En ello estoy cuando aparece un perro de pelo rojizo que viene de no se sabe donde por una de las sendas del camping en el que nosotros somos hoy los únicos acampados. Trae una cuerda al cuello de la que cuelga un cabo que ha roto a dentelladas. Tiene andares cansinos e indiferentes y también una oreja rota. Le llamo y se para, no huye pero tampoco se acerca. Le llamo de nuevo y viene despacio, expectante y mirándome sin ninguna agresividad. Jadea por el calor y, ya más cerca, aprecio que la cuerda está muy ceñida a su garganta pues se incrusta entre el pelo, le veo también una matadura profunda, y que parece reciente, en el ijar izquierdo. Me mira desde un par de metros pero no se acerca más ni se mueve. Recuerdo que tenemos en el frigorífico una barra de chorizo que compramos y que no nos gustó. Como eso el perro no lo sabe, voy por ella y decido probar si le gusta a él.
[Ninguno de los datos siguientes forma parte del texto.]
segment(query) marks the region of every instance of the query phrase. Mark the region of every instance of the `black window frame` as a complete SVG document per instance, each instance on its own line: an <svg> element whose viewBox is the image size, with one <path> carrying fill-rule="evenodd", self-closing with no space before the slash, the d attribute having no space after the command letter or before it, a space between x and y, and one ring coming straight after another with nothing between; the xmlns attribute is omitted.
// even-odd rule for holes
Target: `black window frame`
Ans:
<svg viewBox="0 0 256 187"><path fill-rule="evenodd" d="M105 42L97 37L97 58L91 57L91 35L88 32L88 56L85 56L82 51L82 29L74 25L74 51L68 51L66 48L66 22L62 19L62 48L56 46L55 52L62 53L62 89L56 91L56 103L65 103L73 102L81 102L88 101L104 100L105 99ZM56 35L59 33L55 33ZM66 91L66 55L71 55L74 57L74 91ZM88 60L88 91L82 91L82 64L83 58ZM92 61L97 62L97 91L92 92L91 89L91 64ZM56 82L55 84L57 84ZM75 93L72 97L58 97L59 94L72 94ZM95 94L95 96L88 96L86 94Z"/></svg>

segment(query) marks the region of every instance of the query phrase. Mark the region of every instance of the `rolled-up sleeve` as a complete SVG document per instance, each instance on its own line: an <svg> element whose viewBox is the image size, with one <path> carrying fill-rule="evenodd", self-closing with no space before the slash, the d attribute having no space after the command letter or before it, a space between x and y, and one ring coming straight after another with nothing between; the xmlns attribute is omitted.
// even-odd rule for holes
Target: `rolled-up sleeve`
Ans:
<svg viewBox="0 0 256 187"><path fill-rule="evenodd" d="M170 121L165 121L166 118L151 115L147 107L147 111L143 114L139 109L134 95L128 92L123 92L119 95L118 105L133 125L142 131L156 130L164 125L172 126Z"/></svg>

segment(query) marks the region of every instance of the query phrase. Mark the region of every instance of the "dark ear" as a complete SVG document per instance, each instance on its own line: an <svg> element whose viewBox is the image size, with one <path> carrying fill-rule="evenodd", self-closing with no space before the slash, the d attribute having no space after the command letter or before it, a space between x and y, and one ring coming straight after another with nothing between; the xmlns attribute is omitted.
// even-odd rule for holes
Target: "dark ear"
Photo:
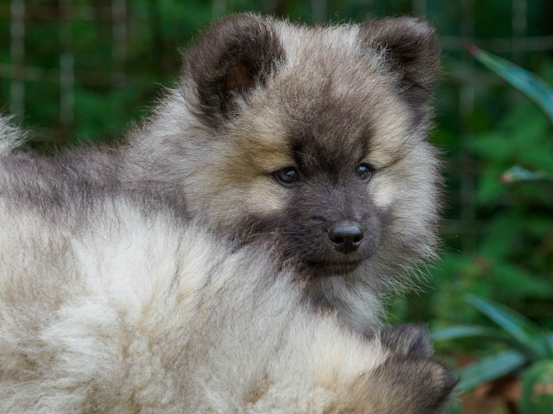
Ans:
<svg viewBox="0 0 553 414"><path fill-rule="evenodd" d="M284 55L270 20L241 14L212 23L185 58L196 115L212 126L223 122L248 92L267 82Z"/></svg>
<svg viewBox="0 0 553 414"><path fill-rule="evenodd" d="M439 63L434 28L410 17L384 19L363 23L359 37L364 45L384 52L392 70L399 72L401 90L410 102L428 102Z"/></svg>

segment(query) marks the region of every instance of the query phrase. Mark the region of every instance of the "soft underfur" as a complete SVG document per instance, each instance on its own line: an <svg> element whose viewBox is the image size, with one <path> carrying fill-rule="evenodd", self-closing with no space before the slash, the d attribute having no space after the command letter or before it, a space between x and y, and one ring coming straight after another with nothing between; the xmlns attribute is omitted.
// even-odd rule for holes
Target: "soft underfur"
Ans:
<svg viewBox="0 0 553 414"><path fill-rule="evenodd" d="M308 27L243 14L214 21L184 59L174 88L122 145L40 162L15 149L0 169L120 185L243 243L276 234L314 303L358 331L377 324L380 299L435 257L434 30L409 18ZM275 173L289 167L300 180L285 186ZM328 237L344 221L364 233L347 255Z"/></svg>
<svg viewBox="0 0 553 414"><path fill-rule="evenodd" d="M366 339L314 310L267 243L89 184L0 176L0 412L422 414L447 400L422 331Z"/></svg>
<svg viewBox="0 0 553 414"><path fill-rule="evenodd" d="M434 255L437 59L412 19L241 14L118 147L41 155L0 118L0 411L439 412L424 330L375 327Z"/></svg>

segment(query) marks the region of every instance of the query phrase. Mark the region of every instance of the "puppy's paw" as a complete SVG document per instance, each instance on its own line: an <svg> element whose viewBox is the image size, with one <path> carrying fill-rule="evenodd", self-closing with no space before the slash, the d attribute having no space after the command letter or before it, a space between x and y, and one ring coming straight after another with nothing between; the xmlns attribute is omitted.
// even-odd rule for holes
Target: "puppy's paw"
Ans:
<svg viewBox="0 0 553 414"><path fill-rule="evenodd" d="M442 364L401 354L390 357L371 377L369 395L379 396L375 412L390 414L441 412L457 384Z"/></svg>

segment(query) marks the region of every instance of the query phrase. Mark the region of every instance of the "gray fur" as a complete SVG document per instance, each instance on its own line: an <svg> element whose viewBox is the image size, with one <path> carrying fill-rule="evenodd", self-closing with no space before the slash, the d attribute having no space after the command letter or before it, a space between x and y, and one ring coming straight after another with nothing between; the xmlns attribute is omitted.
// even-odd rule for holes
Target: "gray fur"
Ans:
<svg viewBox="0 0 553 414"><path fill-rule="evenodd" d="M423 414L447 401L453 382L429 354L316 311L268 242L31 172L0 176L0 412Z"/></svg>
<svg viewBox="0 0 553 414"><path fill-rule="evenodd" d="M243 243L278 233L306 294L364 331L380 300L436 258L439 163L426 134L436 44L407 18L309 28L228 17L185 52L175 88L119 146L52 159L13 150L8 131L0 168L142 193ZM364 187L346 173L362 160L375 169ZM274 171L299 163L312 177L301 190L276 182ZM324 220L344 217L364 220L354 257L328 246Z"/></svg>
<svg viewBox="0 0 553 414"><path fill-rule="evenodd" d="M436 65L414 19L241 14L118 146L41 154L0 119L0 411L439 412L426 332L377 327L435 254Z"/></svg>

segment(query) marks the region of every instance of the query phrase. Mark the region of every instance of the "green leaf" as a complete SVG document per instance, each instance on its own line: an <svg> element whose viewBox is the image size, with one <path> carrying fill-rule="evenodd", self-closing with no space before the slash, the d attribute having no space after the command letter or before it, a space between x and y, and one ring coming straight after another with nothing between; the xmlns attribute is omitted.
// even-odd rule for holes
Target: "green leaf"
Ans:
<svg viewBox="0 0 553 414"><path fill-rule="evenodd" d="M483 336L500 341L510 339L505 332L499 329L478 325L457 325L448 326L432 330L430 333L431 339L434 341L449 341L460 338L472 336Z"/></svg>
<svg viewBox="0 0 553 414"><path fill-rule="evenodd" d="M515 165L505 170L499 177L499 181L503 184L508 184L517 181L540 180L545 178L545 171L529 171L520 166Z"/></svg>
<svg viewBox="0 0 553 414"><path fill-rule="evenodd" d="M513 372L527 362L528 359L523 354L513 349L483 358L456 370L461 377L457 389L461 392L470 391L482 383Z"/></svg>
<svg viewBox="0 0 553 414"><path fill-rule="evenodd" d="M545 333L526 317L503 305L472 295L468 296L467 301L517 339L531 359L551 356Z"/></svg>
<svg viewBox="0 0 553 414"><path fill-rule="evenodd" d="M524 373L519 405L523 414L551 414L553 408L553 360L536 363Z"/></svg>
<svg viewBox="0 0 553 414"><path fill-rule="evenodd" d="M466 47L484 66L538 104L553 122L553 90L545 82L520 66L478 49L472 43L467 43Z"/></svg>

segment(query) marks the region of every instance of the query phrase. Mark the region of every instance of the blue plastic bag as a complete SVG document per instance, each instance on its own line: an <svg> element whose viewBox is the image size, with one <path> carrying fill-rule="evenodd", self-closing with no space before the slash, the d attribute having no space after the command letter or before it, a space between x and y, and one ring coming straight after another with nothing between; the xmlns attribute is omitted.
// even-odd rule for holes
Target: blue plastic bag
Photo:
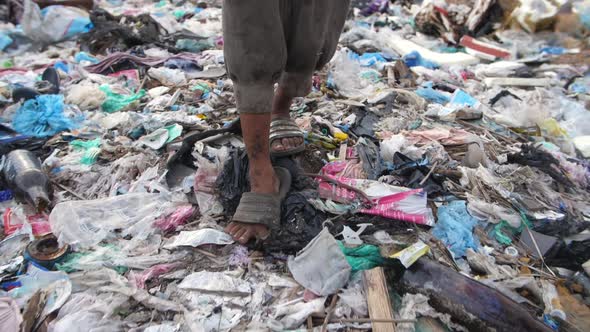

Hago gruesas rodajas de embutido pero no se las tiro. Le ofrezco una, el perro se adelanta despacio, sin quitarme ojo y lanza una dentellada a la raja de embutido con avidez, rozándome con los dientes la punta de los dedos pero apenas tocándolos pese a la velocidad con que la coge. A medida que le voy ofreciendo más rodajas, su brusquedad desaparece y termina tomándolas de entre mis dedos con la misma delicadeza que si fuera un embajador tomando una copa de cava en una recepción de la mismísima Preysler, la de Porcelanosa, ¿cuál va a ser?
Cuando termina con todo el embutido, voy con un recipiente a buscarle agua en uno de los grifos de los fregaderos y la bebe con avidez. Me deja tocarle. La primera vez que lo hago le acerco mi mano por debajo del hocico, no por encima, pues podría sentirse amenazado. Una vez que ha aceptado mi contacto acerco la mano al cuello y noto la cuerda tan hundida en él que pienso si el animal no se habrá salvado de un ahorcamiento. Busco una navaja de las que tengo, una que corta como una exhalación, y con mucho cuidado y tacto consigo que se deje cortar la cuerda que le tiene lastimada la garganta. Enseguida parece que se alivia. Ahora está a mis pies hecho un ovillo. Cuando Paca se levanta, le curamos entre los dos la matadura con un desinfectante. Al comer he visto que le faltan dientes y que otros los tiene rotos y que los colmillos los tiene desgastados. Se ve que el perro es viejo.
A la tarde bajamos de nuevo al pueblo, acompañados por el perro. No nos deja en toda la tarde. Nos perdemos por las calles estrechas y blancas, y hasta algunas, con acequias que bajan el agua ruidosa y veloz desde la sierra. Nos sorprenden algunos restos árabes, como la Torre de la Alcazaba, que algún integrista de los que aquí hay, porque también los hay, ha coronado, sin poderlo remediar, con una Inmaculada Concepción de tamaño natural. Menudo engendro.
Cae la tarde y nos hemos cansado de vagabundear, así que nos metemos a cenar al mesón de la Tizná. Luego, con toda la humildad que una buena digestión proporciona, nos subimos de nuevo al camping al tiempo que se va echando la noche y comienza a venir algo de frescor. Al llegar a él nosotros entramos y el perro, tras observarnos un momento a modo de despedida, decide seguir su camino y se pierde en lo oscuro en dirección a la sierra.